Читать «Негодяйские дни» онлайн - страница 4

Мария Александровна Ермакова

  Все заторопились. Малыш бросился к лошадям, привязанным за кустами орешника, вывел их на поляну. Дарина взгромоздилась на телегу, приняла у Садака вожжи, лихо шлепнула крепких крестьянских лошадок по крупам. Те тряской рысью направились по едва заметной лесной дороге, ведущей в сторону Изиримского тракта. Остальные вскочили в седла. Все, кроме Мары, пришпорили коней, лишь она развернула своего солового жеребца, на полном скаку пронеслась мимо сарая на отшибе, ногой вышибив бревно, которым привалили дверь снаружи. Через несколько мгновений лес вновь оделся в тишину. Лишь на поляне догорали, потрескивая, останки строений, да все еще выли в сарае так и не рискнувшие выйти наружу бабы и ребятишки.

   ***

   Всю ночь и следующий день Коршун и его люди провели в седлах, стремясь как можно дальше удалиться от разграбленной деревни. И только после наступления темноты свернули с прихотливо петляющей среди корней неторной дороги, которую уже не раз меняли, сбивая с толку возможную погоню. В лесных зарослях неподалеку от круглого маленького озерца споро разбили лагерь, не разжигая костра. Стреножили и пустили пастись коней, а сами повалились на землю от усталости: братья уснули сразу, едва головы их коснулись собственных седельных сумок; Дарина и Садак оккупировали телегу, скинув часть скарба, а Малыш и Старина прикорнули между ее колесами, обложившись мешками с награбленным тряпьем для комфорта.

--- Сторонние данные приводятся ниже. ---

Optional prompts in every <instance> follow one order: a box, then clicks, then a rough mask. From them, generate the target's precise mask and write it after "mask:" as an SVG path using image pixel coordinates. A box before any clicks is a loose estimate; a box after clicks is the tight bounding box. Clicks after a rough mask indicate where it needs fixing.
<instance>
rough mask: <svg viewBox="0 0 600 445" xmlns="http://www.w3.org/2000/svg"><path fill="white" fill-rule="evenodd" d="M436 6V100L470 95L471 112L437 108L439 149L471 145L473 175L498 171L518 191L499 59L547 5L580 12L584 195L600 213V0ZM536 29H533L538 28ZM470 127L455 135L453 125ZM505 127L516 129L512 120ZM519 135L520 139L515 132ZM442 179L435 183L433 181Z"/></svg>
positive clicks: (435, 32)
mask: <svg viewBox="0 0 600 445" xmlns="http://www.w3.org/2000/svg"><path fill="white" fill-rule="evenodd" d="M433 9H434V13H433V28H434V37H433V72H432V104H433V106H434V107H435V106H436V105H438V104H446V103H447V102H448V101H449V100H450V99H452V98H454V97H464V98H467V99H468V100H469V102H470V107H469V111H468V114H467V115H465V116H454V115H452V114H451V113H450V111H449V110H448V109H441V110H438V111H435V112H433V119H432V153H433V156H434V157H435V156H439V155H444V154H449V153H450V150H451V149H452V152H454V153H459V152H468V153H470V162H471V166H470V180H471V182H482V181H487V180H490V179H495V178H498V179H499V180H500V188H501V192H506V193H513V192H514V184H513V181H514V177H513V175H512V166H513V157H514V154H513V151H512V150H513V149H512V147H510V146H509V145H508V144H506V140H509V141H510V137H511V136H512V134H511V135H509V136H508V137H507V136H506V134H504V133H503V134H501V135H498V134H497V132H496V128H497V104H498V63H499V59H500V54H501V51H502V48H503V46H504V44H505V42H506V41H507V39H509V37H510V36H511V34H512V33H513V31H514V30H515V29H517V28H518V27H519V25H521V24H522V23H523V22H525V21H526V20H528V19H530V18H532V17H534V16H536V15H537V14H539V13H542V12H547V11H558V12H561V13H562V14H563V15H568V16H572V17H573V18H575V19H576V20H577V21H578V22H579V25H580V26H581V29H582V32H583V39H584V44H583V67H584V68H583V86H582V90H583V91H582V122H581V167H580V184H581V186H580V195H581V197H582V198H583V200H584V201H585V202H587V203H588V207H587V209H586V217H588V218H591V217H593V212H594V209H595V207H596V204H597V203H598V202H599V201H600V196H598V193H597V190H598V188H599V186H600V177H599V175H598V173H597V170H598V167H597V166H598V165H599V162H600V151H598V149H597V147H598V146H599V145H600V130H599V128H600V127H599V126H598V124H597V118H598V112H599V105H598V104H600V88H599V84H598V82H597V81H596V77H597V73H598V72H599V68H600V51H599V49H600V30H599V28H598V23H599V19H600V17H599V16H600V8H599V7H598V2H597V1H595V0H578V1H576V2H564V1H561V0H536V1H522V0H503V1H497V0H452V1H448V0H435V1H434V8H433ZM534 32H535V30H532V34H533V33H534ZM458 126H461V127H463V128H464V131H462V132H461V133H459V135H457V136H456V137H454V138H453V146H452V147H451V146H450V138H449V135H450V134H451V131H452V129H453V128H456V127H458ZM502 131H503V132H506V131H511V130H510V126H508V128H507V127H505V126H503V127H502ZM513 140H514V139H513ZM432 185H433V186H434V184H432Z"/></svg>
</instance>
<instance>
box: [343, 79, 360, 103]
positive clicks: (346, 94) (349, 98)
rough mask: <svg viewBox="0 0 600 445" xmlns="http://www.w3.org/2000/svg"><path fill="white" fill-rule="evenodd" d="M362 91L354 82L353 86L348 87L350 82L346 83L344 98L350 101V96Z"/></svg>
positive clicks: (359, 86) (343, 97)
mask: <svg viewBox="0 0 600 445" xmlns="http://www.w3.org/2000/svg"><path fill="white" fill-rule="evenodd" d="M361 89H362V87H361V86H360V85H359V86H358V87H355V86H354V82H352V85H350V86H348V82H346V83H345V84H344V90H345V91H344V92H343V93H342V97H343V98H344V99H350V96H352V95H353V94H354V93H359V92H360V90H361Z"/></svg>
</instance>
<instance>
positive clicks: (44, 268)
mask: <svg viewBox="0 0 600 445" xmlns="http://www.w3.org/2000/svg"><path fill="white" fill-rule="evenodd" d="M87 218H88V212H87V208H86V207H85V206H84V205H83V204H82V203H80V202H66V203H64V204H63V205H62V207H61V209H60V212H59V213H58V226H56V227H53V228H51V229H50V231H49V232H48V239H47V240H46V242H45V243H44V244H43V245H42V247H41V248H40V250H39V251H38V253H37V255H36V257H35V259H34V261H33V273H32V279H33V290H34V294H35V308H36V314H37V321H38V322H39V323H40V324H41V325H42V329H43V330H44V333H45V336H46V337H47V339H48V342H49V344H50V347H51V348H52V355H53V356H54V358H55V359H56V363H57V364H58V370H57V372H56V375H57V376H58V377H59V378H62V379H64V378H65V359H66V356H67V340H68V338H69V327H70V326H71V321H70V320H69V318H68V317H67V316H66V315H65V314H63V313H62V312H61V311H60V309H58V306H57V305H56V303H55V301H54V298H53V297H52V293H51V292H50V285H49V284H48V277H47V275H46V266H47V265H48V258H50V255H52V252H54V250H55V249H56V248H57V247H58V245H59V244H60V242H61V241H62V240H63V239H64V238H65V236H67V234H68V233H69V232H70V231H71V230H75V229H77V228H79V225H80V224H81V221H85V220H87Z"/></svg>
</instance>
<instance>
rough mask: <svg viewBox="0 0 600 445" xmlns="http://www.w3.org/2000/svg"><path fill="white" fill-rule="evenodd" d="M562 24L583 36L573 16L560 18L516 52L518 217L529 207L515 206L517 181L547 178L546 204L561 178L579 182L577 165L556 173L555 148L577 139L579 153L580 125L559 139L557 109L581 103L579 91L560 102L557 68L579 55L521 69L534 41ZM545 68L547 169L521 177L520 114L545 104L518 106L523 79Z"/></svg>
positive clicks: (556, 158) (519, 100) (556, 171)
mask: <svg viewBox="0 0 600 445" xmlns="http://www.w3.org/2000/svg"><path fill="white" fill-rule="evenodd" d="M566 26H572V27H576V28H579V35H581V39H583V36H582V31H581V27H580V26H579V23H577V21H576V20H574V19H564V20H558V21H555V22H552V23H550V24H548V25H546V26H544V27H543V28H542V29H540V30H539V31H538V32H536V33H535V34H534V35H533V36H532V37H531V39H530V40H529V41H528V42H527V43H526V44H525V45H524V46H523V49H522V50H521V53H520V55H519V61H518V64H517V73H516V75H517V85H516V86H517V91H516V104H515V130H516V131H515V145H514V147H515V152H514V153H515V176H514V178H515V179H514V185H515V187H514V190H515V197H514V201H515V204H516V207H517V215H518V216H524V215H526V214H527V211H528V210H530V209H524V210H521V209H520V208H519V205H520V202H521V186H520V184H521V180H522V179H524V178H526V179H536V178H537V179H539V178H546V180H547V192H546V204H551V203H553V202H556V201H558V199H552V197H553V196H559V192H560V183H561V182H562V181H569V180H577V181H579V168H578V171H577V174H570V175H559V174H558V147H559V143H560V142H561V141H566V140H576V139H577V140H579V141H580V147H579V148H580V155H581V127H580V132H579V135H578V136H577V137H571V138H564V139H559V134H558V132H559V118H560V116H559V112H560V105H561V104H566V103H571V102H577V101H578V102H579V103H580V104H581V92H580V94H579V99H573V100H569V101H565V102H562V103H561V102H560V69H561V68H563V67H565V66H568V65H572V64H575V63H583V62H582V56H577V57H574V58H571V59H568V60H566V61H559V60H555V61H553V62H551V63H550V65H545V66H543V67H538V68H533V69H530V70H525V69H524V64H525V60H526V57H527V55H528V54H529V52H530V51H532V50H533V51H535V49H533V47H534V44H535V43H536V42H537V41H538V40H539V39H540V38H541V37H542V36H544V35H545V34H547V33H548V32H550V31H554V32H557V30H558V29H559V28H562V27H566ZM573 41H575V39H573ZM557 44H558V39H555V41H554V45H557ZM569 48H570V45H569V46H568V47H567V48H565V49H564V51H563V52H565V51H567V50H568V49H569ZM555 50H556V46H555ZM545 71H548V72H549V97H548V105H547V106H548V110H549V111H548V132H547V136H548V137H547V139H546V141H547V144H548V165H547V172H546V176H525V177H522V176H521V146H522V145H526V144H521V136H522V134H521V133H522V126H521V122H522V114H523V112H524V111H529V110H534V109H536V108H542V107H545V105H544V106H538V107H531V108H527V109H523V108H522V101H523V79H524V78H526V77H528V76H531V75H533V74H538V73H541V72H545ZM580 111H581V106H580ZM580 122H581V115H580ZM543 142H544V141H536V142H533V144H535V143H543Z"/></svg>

   Такайра обошел лагерь и уселся под деревом. После полуночи он разбудит одного из братьев, чтобы тот сменил его.

   Мара бродила от лошади к лошади, что-то ласково шептала им, гладила теплые морды, заплетала косички в конских гривах. Когда люди уснули, она, не обращая на Коршуна внимания, скинула одежду и направилась к озеру. Такайра затаил дыхание, наблюдая - женщина плавала так, словно родилась в воде и никогда не выходила на берег. В сильных движениях белеющего под водным покрывалом тела ощущалась стремительность и грация смертельно опасного глубоководного хищника. Иногда Мара ныряла, надолго задерживая дыхание и не показываясь на поверхности. В самом начале знакомства Коршун психовал и, едва она показывалась из воды, за волосы вытаскивал на берег, хлестал по бледным щекам, сильно, с оттяжкой, не жалея. Она никогда не плакала, только смотрела, не отводя расширенных, по-звериному блестевших зрачков. Прошло немало времени, пока Коршун не осознал - Мара делает так не назло ему, не с тайной мыслью однажды остаться на дне навсегда, а лишь подчиняясь собственной, непонятной ему, природе, - и успокоился. Как бы долго не показывалась над водой маленькая, облепленная черными волосами, словно речной травой, головка, он не мешал ей наслаждаться, не забывая про себя отсчитывать мгновения ее пребывания без воздуха. Вот и сейчас женщина полностью погрузилась в водоем, кажущийся черной жемчужиной в зеленых ладонях окружающих кустарников. Ни всплеска, ни звука в полуночной чаще, лишь где-то далеко ухал проснувшийся филин.

   Она плавала около часа. Обычный человек давно окоченел бы в стылом весеннем озерце, но Мара не была обычной, хотя ее тело казалось таким же, как и у десятков женщин, познанных Такайрой на жизненном пути. Из-под полуопущенных век он лениво наблюдал за лесом, за кругами на воде от ее движений. Сидел бездвижно, прижавшись затылком к стволу древесного гиганта и, наверное, со стороны казался спящим. Не пошевелился даже тогда, когда Малыш тихо вылез из-под телеги и, крадучись, направился к берегу, чтобы молча сесть на землю рядом с кучкой брошенной одежды.